There was an obscure movement somewhere on this part of the Platform. A
tiny figure came out of a crevice that would someday be an air lock. Joe
didn't move his eyes toward it. He said awkwardly: "Just tell him Joe
Kenmore's in town and needs him. He'll remember me, I think. I'll hunt
him up tonight."

"Okay," said Haney.

Joe's eyes went to the tiny figure that had come out from behind the
plating. It was a midget in baggy, stained work garments like the rest
of the men up here. He wore a miniature welding shield pushed back on
his head. Joe could guess his function, of course. There'd be corners a
normal-sized man couldn't get into, to buck a rivet or weld a joint.
There'd be places only a tiny man could properly inspect.
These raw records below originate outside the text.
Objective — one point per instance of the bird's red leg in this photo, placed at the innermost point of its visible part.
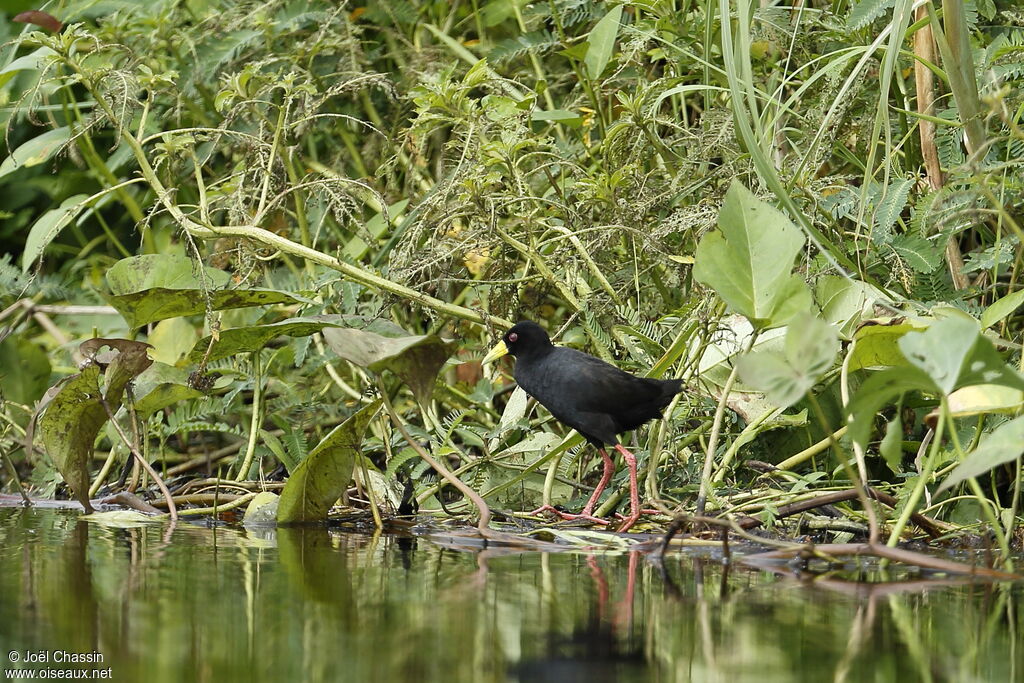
(609, 468)
(631, 463)
(588, 510)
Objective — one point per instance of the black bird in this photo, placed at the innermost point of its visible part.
(595, 398)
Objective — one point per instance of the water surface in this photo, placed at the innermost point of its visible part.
(195, 603)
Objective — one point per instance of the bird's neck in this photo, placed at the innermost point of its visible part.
(536, 353)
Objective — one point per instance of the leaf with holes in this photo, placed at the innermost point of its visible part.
(785, 377)
(416, 358)
(1005, 444)
(324, 474)
(76, 414)
(749, 261)
(158, 287)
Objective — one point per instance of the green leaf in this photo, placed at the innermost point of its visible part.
(921, 254)
(558, 116)
(1000, 308)
(32, 61)
(749, 261)
(889, 209)
(161, 270)
(416, 359)
(160, 386)
(69, 428)
(866, 11)
(158, 287)
(36, 151)
(253, 338)
(1005, 444)
(25, 372)
(171, 340)
(980, 398)
(891, 446)
(881, 389)
(75, 416)
(323, 475)
(845, 302)
(602, 42)
(785, 377)
(953, 353)
(878, 344)
(48, 227)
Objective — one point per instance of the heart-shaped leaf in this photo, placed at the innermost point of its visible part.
(416, 358)
(75, 416)
(323, 475)
(785, 377)
(1005, 444)
(253, 338)
(749, 261)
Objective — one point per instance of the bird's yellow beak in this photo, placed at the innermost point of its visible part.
(497, 351)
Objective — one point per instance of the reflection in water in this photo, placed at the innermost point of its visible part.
(196, 603)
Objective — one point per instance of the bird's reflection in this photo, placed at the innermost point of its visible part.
(599, 649)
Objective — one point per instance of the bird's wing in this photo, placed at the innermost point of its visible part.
(597, 386)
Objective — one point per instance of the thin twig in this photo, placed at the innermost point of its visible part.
(141, 461)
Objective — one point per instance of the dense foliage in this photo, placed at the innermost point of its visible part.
(250, 186)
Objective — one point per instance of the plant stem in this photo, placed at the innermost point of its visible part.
(255, 422)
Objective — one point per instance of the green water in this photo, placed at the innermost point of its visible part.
(193, 603)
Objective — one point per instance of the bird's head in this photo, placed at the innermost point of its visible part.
(525, 337)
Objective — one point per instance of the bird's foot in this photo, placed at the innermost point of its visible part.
(628, 522)
(569, 516)
(645, 511)
(632, 519)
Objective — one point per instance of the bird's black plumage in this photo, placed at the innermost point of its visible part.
(594, 397)
(597, 399)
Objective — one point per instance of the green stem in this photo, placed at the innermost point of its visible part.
(716, 430)
(919, 489)
(255, 421)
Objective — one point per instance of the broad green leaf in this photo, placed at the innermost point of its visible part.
(25, 372)
(980, 398)
(74, 418)
(323, 475)
(48, 227)
(253, 338)
(922, 255)
(160, 386)
(32, 61)
(1000, 308)
(416, 359)
(953, 353)
(846, 303)
(171, 340)
(877, 343)
(749, 261)
(158, 287)
(1005, 444)
(602, 42)
(161, 270)
(36, 151)
(810, 350)
(879, 390)
(262, 510)
(891, 446)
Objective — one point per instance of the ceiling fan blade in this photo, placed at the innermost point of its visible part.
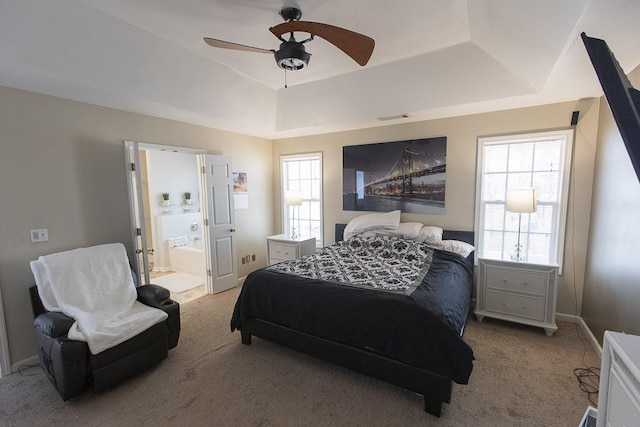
(235, 46)
(358, 46)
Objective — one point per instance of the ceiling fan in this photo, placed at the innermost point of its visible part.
(292, 55)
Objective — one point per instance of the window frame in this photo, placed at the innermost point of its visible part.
(560, 218)
(284, 187)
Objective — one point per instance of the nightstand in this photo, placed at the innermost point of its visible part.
(518, 292)
(282, 247)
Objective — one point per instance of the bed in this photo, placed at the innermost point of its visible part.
(409, 335)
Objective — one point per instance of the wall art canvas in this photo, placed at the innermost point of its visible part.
(407, 175)
(240, 191)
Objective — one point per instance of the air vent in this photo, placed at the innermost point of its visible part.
(397, 116)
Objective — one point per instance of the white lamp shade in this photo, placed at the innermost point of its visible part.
(293, 198)
(522, 200)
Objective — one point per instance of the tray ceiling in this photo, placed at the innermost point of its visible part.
(432, 58)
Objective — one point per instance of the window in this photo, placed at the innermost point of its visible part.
(541, 161)
(303, 173)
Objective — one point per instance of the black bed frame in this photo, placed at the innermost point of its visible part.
(435, 388)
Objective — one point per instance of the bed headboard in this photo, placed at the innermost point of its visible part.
(464, 236)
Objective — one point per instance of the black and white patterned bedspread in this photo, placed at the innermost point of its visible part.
(380, 262)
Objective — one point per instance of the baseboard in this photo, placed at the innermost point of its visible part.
(31, 361)
(570, 318)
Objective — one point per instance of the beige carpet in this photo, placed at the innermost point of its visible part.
(520, 378)
(179, 282)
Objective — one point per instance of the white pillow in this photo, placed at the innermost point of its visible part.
(430, 235)
(374, 221)
(405, 230)
(457, 247)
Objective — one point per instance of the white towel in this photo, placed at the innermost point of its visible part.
(94, 286)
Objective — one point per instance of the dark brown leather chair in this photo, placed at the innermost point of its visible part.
(73, 369)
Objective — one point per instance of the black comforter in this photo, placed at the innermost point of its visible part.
(422, 329)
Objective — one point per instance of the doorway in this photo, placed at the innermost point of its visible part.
(174, 225)
(170, 222)
(182, 219)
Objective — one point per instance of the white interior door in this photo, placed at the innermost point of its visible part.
(136, 209)
(217, 176)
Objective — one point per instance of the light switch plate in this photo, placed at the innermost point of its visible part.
(39, 235)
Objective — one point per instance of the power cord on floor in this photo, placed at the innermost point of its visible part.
(589, 379)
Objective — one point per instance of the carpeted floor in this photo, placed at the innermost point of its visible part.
(521, 378)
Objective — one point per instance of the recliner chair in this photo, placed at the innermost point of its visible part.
(73, 369)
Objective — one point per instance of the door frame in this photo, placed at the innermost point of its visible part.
(135, 147)
(5, 367)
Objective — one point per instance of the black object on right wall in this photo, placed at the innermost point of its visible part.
(623, 98)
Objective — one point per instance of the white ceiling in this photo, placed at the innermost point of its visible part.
(432, 58)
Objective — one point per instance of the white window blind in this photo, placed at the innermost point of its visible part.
(303, 173)
(540, 161)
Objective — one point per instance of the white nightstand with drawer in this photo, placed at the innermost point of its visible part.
(281, 248)
(517, 292)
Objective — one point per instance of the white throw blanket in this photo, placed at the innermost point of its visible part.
(94, 286)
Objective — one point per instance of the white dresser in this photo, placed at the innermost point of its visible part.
(619, 391)
(281, 248)
(517, 292)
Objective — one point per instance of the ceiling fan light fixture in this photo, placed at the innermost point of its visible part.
(292, 56)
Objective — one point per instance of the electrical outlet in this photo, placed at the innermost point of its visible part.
(39, 235)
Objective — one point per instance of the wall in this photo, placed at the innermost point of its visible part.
(462, 133)
(62, 167)
(612, 282)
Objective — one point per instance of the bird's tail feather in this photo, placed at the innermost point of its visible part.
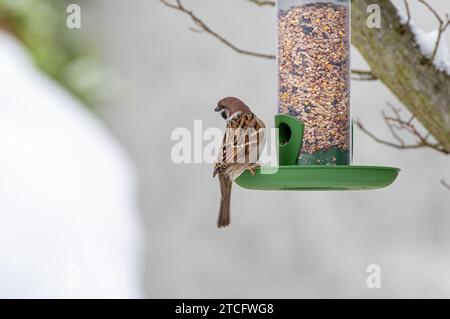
(224, 212)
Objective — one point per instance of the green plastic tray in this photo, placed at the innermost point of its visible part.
(320, 177)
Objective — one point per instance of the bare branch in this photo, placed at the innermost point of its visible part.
(262, 3)
(205, 28)
(445, 184)
(442, 27)
(360, 75)
(396, 123)
(408, 12)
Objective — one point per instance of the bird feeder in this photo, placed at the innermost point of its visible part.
(315, 131)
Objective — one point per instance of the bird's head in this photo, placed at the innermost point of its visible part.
(230, 106)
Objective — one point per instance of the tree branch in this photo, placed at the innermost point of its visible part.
(205, 28)
(442, 27)
(395, 124)
(394, 56)
(262, 3)
(360, 75)
(408, 12)
(445, 184)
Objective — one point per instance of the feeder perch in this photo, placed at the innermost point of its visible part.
(314, 127)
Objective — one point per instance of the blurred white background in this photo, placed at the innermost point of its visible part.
(280, 244)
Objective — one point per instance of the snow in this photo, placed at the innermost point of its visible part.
(427, 41)
(69, 223)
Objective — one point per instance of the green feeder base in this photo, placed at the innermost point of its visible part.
(320, 177)
(295, 175)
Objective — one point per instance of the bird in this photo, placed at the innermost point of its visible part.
(242, 145)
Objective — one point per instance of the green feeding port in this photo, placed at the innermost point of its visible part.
(314, 126)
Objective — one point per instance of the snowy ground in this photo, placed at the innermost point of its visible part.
(68, 214)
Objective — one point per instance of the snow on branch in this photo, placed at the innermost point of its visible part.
(396, 124)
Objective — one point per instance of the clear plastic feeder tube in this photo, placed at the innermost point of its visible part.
(314, 76)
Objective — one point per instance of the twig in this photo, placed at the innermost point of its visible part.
(396, 123)
(360, 75)
(205, 28)
(445, 184)
(262, 3)
(442, 27)
(408, 12)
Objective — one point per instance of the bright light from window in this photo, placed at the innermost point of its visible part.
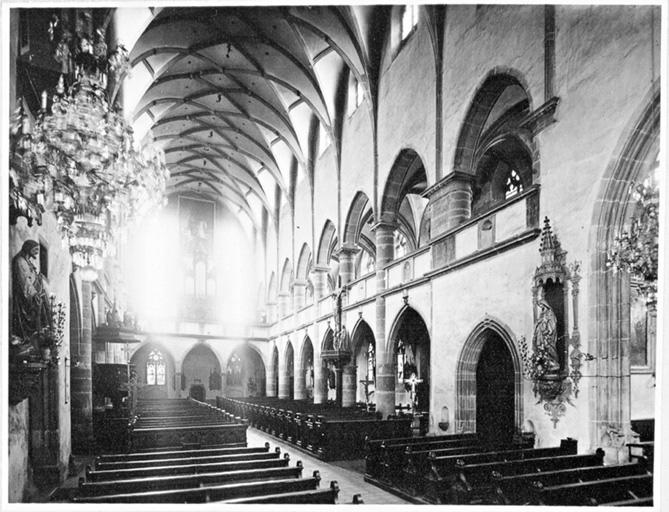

The midget
regarded Joe without expression.

Joe turned to the hoist to go down to the floor again. Haney waved his
hand. The midget lifted his, in grave salutation.

The hoist dropped down the shaft. Sally opened her eyes.

"You—saved that man's life, Joe," she said unsteadily. "But you scared
me to death!"

Joe tried to ignore the remark, but he still seemed to feel slanting
metal under him and a drop of two hundred feet below. It had been a
nightmarish sensation.

"I didn't think," he said uncomfortably. "It was a crazy thing to do.
Lucky it worked out."

Sally glanced at him. The hoist still dropped swiftly. Levels of
scaffolding shot upward past them. If Joe had slipped down that rolling
curve of metal, he'd have dropped past all these. It was not good to
think about. He swallowed again. Then the hoist checked in its descent.
It stopped. Joe somewhat absurdly helped Sally off to solid ground.